Redécouvrir le rôle de subversion qui était celui de Jésus défiant l’empire romain au nom de la vérité et de la compassion. En tant que chrétiens, nous croyons que nous connaissons la volonté de Dieu à travers les activités et les enseignements de Jésus. Il était un modèle pour ses disciples et nous devons nous efforcer de comprendre le contexte dans lequel il exerçait son ministère afin d’être nous-mêmes capables de l’enseigner. Ceci implique :

• Lire la Bible avec attention et utilisant des commentaires qui précisent le contexte dans lequel ces textes ont été écrits.

• Prendre conscience des éléments anti-impérialistes présents dans les récits des évangiles.

• Voir dans quelle mesure les critiques sociales faites par Jésus sont encore valables pour notre temps et révèlent les oppressions dont on souffre au 21e siècle.

• Imaginer de nouvelles manières de nous impliquer dans la lutte pour la paix et la justice.

• Résister à la logique du matérialisme, de l’individualisme et du consumérisme.
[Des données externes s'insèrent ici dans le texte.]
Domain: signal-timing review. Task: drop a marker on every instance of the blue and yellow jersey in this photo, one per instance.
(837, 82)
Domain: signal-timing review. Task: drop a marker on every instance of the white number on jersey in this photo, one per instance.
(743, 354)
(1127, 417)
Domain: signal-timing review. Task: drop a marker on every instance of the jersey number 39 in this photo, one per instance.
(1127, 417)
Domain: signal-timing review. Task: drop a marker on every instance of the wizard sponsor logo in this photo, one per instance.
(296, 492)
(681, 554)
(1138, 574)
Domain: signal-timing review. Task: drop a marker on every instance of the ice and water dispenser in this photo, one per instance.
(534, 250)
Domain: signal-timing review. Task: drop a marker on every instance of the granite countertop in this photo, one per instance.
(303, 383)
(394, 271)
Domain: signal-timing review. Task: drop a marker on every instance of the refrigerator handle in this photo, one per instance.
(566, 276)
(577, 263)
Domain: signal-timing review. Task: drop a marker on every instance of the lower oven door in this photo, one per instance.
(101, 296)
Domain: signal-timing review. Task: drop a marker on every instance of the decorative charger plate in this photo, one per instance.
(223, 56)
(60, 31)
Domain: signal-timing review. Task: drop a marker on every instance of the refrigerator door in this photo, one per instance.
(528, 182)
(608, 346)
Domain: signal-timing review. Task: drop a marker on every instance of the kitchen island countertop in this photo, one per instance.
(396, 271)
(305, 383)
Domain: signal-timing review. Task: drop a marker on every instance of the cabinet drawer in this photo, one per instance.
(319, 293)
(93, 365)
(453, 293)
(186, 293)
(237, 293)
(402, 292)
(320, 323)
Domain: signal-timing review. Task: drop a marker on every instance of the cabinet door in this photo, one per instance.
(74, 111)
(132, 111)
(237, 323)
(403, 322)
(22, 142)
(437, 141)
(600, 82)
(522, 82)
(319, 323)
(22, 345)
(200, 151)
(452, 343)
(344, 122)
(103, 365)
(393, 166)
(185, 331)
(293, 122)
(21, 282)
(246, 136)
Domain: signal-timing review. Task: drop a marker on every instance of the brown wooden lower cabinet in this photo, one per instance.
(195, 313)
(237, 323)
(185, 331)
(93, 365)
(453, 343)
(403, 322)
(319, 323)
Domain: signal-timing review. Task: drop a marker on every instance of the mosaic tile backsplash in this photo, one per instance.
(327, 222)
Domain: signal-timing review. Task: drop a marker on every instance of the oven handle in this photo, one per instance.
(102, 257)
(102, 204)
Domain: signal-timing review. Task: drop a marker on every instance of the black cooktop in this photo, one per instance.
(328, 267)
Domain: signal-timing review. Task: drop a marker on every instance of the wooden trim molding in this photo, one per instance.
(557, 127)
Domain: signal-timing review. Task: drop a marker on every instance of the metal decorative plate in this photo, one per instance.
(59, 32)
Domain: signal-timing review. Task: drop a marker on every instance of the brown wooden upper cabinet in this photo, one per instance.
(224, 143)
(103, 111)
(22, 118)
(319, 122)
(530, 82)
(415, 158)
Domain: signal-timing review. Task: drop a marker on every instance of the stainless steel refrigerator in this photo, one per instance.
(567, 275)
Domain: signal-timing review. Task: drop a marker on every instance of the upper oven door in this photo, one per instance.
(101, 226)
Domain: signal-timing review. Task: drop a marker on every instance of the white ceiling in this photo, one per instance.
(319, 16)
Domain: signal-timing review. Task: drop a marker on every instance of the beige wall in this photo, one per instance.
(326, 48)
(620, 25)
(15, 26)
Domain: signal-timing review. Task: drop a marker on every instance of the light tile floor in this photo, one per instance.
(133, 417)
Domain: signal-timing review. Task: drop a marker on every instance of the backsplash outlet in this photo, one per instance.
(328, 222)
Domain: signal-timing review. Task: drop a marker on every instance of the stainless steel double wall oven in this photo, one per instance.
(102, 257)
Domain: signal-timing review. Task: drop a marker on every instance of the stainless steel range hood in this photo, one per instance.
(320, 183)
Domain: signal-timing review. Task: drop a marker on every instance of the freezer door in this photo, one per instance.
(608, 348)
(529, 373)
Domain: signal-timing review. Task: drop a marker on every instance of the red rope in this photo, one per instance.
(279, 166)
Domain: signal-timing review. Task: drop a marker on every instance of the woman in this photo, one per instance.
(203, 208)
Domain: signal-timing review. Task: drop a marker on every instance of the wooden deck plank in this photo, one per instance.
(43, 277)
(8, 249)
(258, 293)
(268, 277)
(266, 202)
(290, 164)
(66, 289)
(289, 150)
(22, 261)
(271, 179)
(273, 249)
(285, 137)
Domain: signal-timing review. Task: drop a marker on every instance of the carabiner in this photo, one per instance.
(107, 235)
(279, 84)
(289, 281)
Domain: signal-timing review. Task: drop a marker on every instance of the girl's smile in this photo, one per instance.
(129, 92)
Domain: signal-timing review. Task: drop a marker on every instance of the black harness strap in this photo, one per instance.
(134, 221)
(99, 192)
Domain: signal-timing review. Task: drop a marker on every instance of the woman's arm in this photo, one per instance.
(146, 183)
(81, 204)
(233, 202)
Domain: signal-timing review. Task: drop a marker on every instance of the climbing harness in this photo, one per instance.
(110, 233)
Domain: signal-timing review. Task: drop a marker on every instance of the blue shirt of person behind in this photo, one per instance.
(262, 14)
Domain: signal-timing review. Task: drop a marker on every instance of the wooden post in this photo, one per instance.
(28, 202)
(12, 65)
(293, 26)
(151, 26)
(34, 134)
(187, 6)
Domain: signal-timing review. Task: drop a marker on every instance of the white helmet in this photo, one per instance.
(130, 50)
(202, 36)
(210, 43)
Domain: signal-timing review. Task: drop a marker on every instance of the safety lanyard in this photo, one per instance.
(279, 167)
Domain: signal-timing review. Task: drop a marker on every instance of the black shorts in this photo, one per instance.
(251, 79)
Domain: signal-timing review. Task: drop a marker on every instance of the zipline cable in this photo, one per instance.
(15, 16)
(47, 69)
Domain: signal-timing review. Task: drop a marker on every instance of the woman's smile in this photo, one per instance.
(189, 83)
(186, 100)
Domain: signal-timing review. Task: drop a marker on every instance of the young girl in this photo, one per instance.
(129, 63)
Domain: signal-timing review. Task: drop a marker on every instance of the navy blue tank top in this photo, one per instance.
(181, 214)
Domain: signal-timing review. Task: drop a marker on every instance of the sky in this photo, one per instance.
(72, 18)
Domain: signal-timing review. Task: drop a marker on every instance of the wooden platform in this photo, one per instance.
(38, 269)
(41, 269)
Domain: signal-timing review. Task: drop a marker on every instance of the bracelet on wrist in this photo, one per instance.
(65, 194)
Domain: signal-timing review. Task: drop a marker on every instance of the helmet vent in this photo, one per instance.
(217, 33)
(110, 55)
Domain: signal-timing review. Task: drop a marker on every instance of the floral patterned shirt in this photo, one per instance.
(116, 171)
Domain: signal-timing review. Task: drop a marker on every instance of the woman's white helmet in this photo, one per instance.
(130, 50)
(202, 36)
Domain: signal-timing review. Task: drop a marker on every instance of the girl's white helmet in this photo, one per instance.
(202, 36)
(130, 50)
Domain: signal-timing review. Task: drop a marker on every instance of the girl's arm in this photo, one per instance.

• Manifester l’amour de Dieu par des actes de compassion conduisant au bien commun

 

 

La construction du bien commun, le Royaume

Au 21e siècle, la théologie de la libération exigera que l’on trouve de nouvelles expressions du Royaume de Dieu. Il faut apprendre à nos Églises à reconnaître l’oppression et à avoir le courage d’intervenir pour construire un monde selon le désir de Dieu. Il faut réfléchir avec intelligence dans un esprit de prière et de méditation qui permet au saint Esprit de nous mettre en mouvement et de nous guider. Nous devons trouver de nouvelles manières de rester fidèles lorsque nous serons débordés par l’immensité de la tâche à accomplir. Construire le règne de Dieu implique :

• Créer des communautés de foi fondées sur le respect et l’inclusion.

• Être à l’écoute de la création, comprendre sa vie et la protéger.

• Remarquer l’injustice lorsqu’elle se produit et collaborer avec tous ceux qui lutte contre elle.

• Établir des relations de solidarité avec tous les marginalisés, au plan local comme au plan international.

• Accueillir les étrangers et développer le sens de l’hospitalité, notamment pour ceux qui en sont privés.

 

Il ne faut pas parler de ces choses de manière purement émotionnelle : édifier une Église juste et mettre tout cela en pratique n’est pas une tâche facile. Dans le passé on a tous été impliqués dans des mouvements radicaux comme le new-age, les actions des années 1960, mais l’Église a globalement échoué dans l’espérance que beaucoup de gens mettaient en elle. Nous devons, me semble-t-il, la revigorer et lui rappeler ses origines.
La théologie de la libération à laquelle je me rattache ne dit rien de nouveau ; elle veut seulement que l’on retrouve ses fondements. Souvenons-nous de la belle citation de Jean Chrysostome qui disait que la meilleure chose est de rechercher le bien commun et de collaborer avec tous ceux, quels qu’ils soient, qui disent : « nous agissons pour que chaque lendemain soit meilleur qu’aujourd’hui ».